“Closure” is a phantom. “Closure” is a word used in the media, but rarely in real life, to describe a phase of grief that mostly doesn’t exist. And “closure” is the crutch used by reporters and editors to justify a story that otherwise lacks heft. So when WXIA and WAGA both cover the anniversary of the Fulton courthouse killings by saying the victims still lack closure– they’re really merely re-stating the obvious: Justice hasn’t been done. Justice is tangible. Closure don’t mean spit. When you hear it in the media, it means they’re groping for something to say.

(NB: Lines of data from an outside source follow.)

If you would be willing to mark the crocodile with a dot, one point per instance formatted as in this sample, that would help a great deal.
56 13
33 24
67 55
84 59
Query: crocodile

And by the way, Brian Nichols is not the Fulton Co. Courthouse “shooter.” Nichols is the “gunman,” the “killer” (by his own admission), the “murderer” if / when he’s found guilty, but neither Nichols nor Seung-Hui Cho nor Steven Kazmierczak nor Robert Hawkins nor Eric Harris nor Dylan Kliebold were “shooters.” They were “gunmen.” They were “killers.” Used to be, they’d be called “mass murderers,” back when that term evoked images of Charlie Starkweather or Charles Whitman (Huntley / Brinkley coverage below). “Mass murderer” is a pretty inflammatory term, though. Sadly, it would be used too often today.
But they are not “shooters.” A shooter is a drink. And in the NBC coverage of the Whitman killings: not a word about closure.